An NHS England spokeswoman said NHS 111 services are still available and that there is “currently minimal disruption”.
They said “tried and tested contingency plans are in place for local areas who use this service”.
We continue to work with the NHS and health and care bodies...focused on recovery of all systems over the weekend and during the early part of next week
Simon Short, Advanced
A spokesman for the Scottish Government said it was aware of reported disruption to one of NHS Scotland’s IT suppliers’ systems and is “working with all health boards collaboratively on a four nations basis with the National Cyber Security Centre and the supplier to fully understand potential impact”.
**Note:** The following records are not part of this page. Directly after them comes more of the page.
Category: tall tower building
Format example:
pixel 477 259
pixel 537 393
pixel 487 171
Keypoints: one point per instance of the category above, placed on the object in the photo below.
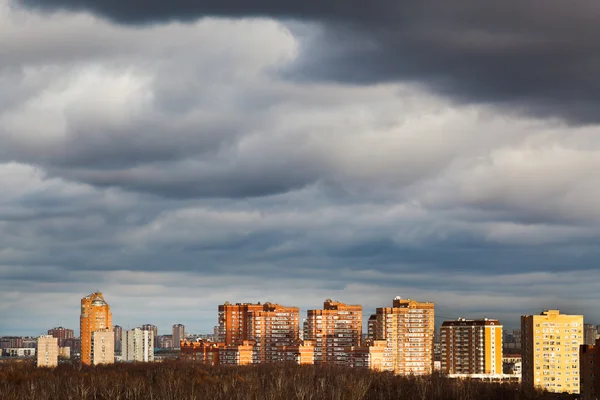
pixel 153 329
pixel 95 318
pixel 550 343
pixel 118 334
pixel 409 329
pixel 334 329
pixel 471 347
pixel 138 345
pixel 47 351
pixel 269 325
pixel 178 335
pixel 61 334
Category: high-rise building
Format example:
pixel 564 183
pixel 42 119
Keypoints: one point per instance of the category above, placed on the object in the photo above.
pixel 138 345
pixel 178 335
pixel 47 351
pixel 589 370
pixel 471 347
pixel 589 334
pixel 118 334
pixel 165 341
pixel 268 325
pixel 550 343
pixel 153 329
pixel 334 329
pixel 61 334
pixel 408 327
pixel 95 317
pixel 103 347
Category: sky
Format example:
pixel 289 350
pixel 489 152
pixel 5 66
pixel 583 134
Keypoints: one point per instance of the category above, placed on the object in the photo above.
pixel 186 153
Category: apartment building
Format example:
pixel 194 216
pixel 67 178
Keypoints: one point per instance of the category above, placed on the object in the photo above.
pixel 178 335
pixel 47 351
pixel 408 327
pixel 95 317
pixel 269 326
pixel 589 370
pixel 334 329
pixel 374 355
pixel 550 343
pixel 138 345
pixel 61 334
pixel 203 352
pixel 102 347
pixel 471 347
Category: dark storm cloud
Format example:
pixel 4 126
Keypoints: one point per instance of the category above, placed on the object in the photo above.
pixel 539 56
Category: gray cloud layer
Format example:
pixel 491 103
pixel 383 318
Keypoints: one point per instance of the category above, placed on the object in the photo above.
pixel 537 57
pixel 178 165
It said “continuity plans” are in place.
A spokesman for Northern Ireland’s Department of Health said they are working to keep disruption to a minimum.
He said: “As a precaution, to avoid risk to other critical systems and services, access to the company’s services from the HSC (Health and Social Care system) has been disabled, while the incident is contained.
“Business contingency measures have been instigated for the affected HSC organisations and areas.”
Simon Short, chief operating officer at Advanced, confirmed the incident was related to a cyber attack and said it had taken action which contained the attack, adding that “no further issues have been detected”.
He said: “Early intervention from our incident response team contained this issue to a small number of servers representing 2% of our health and care infrastructure. The protection of services and data is paramount in the actions we have and are taking.
“We continue to work with the NHS and health and care bodies as well as our technology and security partners, focused on recovery of all systems over the weekend and during the early part of next week.
“In the meantime those NHS impacted services will continue to operate [using contingency].”